Table 5 One-Way repeated measures analyses of variance in perceived relationships of service outcomes with RE-AIM outcomes (N = 259)

RE-AIM outcomes and effectiveness (as a service outcome)

Mean ratings for perceived relationships of each RE-AIM outcome with the service outcome Effectiveness differed significantly, F(4.16, 1068.93) = 71.91, p < .001. Post-hoc pairwise comparison revealed that all mean RE-AIM outcome ratings were significantly different from each other (p < .01) except for Reach versus Implementation/Adaptation (p = .13), Reach versus Maintenance (p = .04), and Adoption versus Maintenance (p = .99). Implementation/Fidelity had the strongest perceived relationship with Effectiveness (M = 1.52, SD = 0.68), supporting Hypothesis 1.

RE-AIM outcomes and efficiency

Mean ratings for perceived relationships of each RE-AIM outcome with the service outcome Efficiency varied significantly, F(4.39, 1124.50) = 81.91, p < .001. Post-hoc tests revealed that all mean RE-AIM outcome ratings were significantly different from each other (p < .01) except for Reach versus Implementation/Adaptation (p = .99); Adoption versus Implementation/Fidelity, Implementation/Adaptation, and Maintenance (all p = .99); Implementation/Fidelity versus Implementation/Adaptation (p = .54) and Maintenance (p = .99); and Implementation/Adaptation versus Maintenance (p = .04).

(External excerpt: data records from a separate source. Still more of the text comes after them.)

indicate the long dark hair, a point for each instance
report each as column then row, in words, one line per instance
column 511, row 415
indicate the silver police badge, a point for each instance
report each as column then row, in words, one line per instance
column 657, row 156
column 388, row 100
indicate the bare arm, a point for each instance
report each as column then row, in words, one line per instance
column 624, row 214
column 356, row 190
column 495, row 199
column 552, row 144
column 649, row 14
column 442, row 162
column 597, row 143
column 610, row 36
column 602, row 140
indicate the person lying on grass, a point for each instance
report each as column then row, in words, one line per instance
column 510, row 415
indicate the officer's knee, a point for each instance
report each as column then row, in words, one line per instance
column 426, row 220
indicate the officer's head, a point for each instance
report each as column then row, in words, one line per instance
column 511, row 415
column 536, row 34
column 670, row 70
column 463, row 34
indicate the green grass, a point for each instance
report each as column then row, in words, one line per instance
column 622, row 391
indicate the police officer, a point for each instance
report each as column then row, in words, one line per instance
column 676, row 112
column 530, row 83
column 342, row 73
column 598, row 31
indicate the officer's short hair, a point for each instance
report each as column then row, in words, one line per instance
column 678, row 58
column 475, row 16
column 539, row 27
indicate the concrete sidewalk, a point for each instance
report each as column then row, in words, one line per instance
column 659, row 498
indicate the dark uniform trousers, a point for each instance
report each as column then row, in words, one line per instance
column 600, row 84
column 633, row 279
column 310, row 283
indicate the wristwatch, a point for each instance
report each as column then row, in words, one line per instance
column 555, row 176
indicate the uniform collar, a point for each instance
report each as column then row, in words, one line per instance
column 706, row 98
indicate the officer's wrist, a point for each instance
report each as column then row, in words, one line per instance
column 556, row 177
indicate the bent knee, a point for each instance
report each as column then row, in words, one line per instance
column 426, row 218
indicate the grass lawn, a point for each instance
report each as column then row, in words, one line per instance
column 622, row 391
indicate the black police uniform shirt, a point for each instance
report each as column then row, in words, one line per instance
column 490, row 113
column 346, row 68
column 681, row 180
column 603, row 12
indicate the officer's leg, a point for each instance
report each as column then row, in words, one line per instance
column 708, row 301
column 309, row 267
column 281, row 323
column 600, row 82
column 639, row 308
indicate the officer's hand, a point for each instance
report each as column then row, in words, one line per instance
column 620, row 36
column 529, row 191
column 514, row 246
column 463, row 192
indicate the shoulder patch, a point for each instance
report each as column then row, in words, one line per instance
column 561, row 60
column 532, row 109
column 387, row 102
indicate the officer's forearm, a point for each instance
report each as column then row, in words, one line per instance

Maintenance had the strongest perceived relationship with Efficiency (M = 0.99, SD = 0.89). Hypothesis 2 was that the strongest perceived relationship with Efficiency would be Implementation/Cost, and this hypothesis was not supported.

RE-AIM outcomes and equity

Mean ratings for perceived relationships of each RE-AIM outcome with the service outcome Equity differed significantly, F(3.98, 1022.85) = 138.41, p < .001. Post-hoc tests revealed that all mean RE-AIM outcome ratings were significantly different from each other (p < .01) except for Reach and Adoption (p = .48), and for Implementation/Fidelity, Implementation/Adaptation, and Maintenance (p = .44 and 0.99). Reach had the strongest perceived relationship with Equity (M = 1.30, SD = 0.81), closely followed by Adoption and Equity (M = 1.19, SD = 1.77). Hypothesis 3 was that Reach would have the strongest perceived relationship with Equity. This hypothesis was supported, though the perceived relationship between Adoption and Equity was similarly strong.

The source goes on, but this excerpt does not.